Deshalb betrachtet der Westen die islamische Welt und insbesondere die Staaten, die die Sharia als Rechtssystem verwenden, mit besonderem Misstrauen. Wir sehen allerdings, dass es auch innerhalb des Islams eine Kritik an der äußerlichen Auslegung der heiligen Schriften gibt. Sobald die wörtliche Auslegung der Texte und die daraus abgeleiteten Regeln für die Gesellschaft verlassen werden, werden diese nicht, wie die Aufklärung angenommen hat, bedeutungslos, sondern offenbaren eine „innere Bedeutung“. Diese ist nicht mit einem Gottesbild der Angst und Strafe (vgl. Regel 1) zugänglich, sondern nur mit der „Logik des Herzens“ (Blaise Pascal), also mit der besonderen Kraft der Liebe und der menschlichen Verbundenheit. Dann verschwindet die Tendenz der Verurteilung anderer Glaubensformen von selber, jede Weise des Glaubens wird akzeptiert und als besonderer Weg zu Gott verstanden. Die Inquisition wird in die dunklen Seiten der Geschichte verbannt und der Begriff der Ketzerei wird bedeutungslos.
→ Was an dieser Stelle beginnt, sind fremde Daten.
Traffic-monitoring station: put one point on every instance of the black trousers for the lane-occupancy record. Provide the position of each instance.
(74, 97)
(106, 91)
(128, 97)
Und wir finden eine Form der Toleranz, die ihre Begründung in einer vertieften Form der Religiosität, und nicht in der formalen Gleichheit der Menschen gemäß dem materialistischen Weltbild findet. Wer die anderen Menschen mit dem Blick des Herzens betrachtet – oder, in moderner Wissenschaftssprache – im Modus des smarten Vagus des vegetativen Nervensystems, der wird es nicht zuwege bringen, andere Menschen wegen ihrer Art der Suche nach Gott zu bekämpfen oder abzulehnen, im Gegenteil, er wird wissen, dass jede Verurteilung einer anderen Person eine Abwendung vom eigenen spirituellen Weg, eine „Verunreinigung“ des eigenen Herzens bedeutet.

In einem Buch von Reishad Feild habe ich die folgende Geschichte gefunden:
 
In einer Hafenstadt lebt ein Imam, der für seine Gottesfürchtigkeit und gesetzestreue Frömmigkeit bekannt und angesehen ist. Er erfährt, dass auf einer Insel vor der Küste ein Einsiedler lebt, und beschließt, diesen zu besuchen, um zu überprüfen, ob sich dieser auf dem richtigen Weg des Glaubens befindet. So setzt er sich in ein Boot und rudert auf die Insel. Dort angekommen, hört er den Derwisch beten. Als er näher kommt, bemerkt er, dass jener die Anbetungsformel Gottes umgedreht hat und betet: „ilAllah la ilaha“ statt  „La ilaha ilAllah“ (Es gibt keine Gottheit außer Gott).
Ui, ui, das kann nicht gut gehen, da wird Gott zornig sein, wenn er das hört. Also geht er zu dem Derwisch und erklärt ihm, was er falsch macht und wie es richtig geht. Dieser bedankt sich und verspricht, ab nun richtig zu beten. Zufrieden wendet sich der Imam zum Gehen, steigt in sein Boot und rudert zurück. Er hat wieder etwas in dieser verwirrten Welt in Ordnung gebracht und einem Menschen zum rechten Weg verholfen. Auf halbem Weg zurück zur Hafenstadt traut er seinen Augen nicht: Da bewegt sich etwas auf der Wasseroberfläche auf das Boot zu, es ist der Derwisch, der auf den Wellen läuft, als wären es Sanddünen. Außer Atem kommt er beim Boot an und sagt: Entschuldige, geschätzter Imam, ich bin so vergesslich und bin mir jetzt nicht mehr sicher, wie die Anbetungsformel richtig lautet. Erkläre es mir noch einmal, dann merke ich es mir sicher.




Die Regeln sind dem Roman von Elif Shafak  “The Forty Rules of Love” (2010) entnommen. Diese "Regeln" sind aus dem Schreiben des Romans entstanden und durch die mystischen Lehren des Sufismus inspiriert. www.elifshafak.com
In deutscher Übersetzung ist das Buch 2013 im Kein&Aber-Verlag erschienen.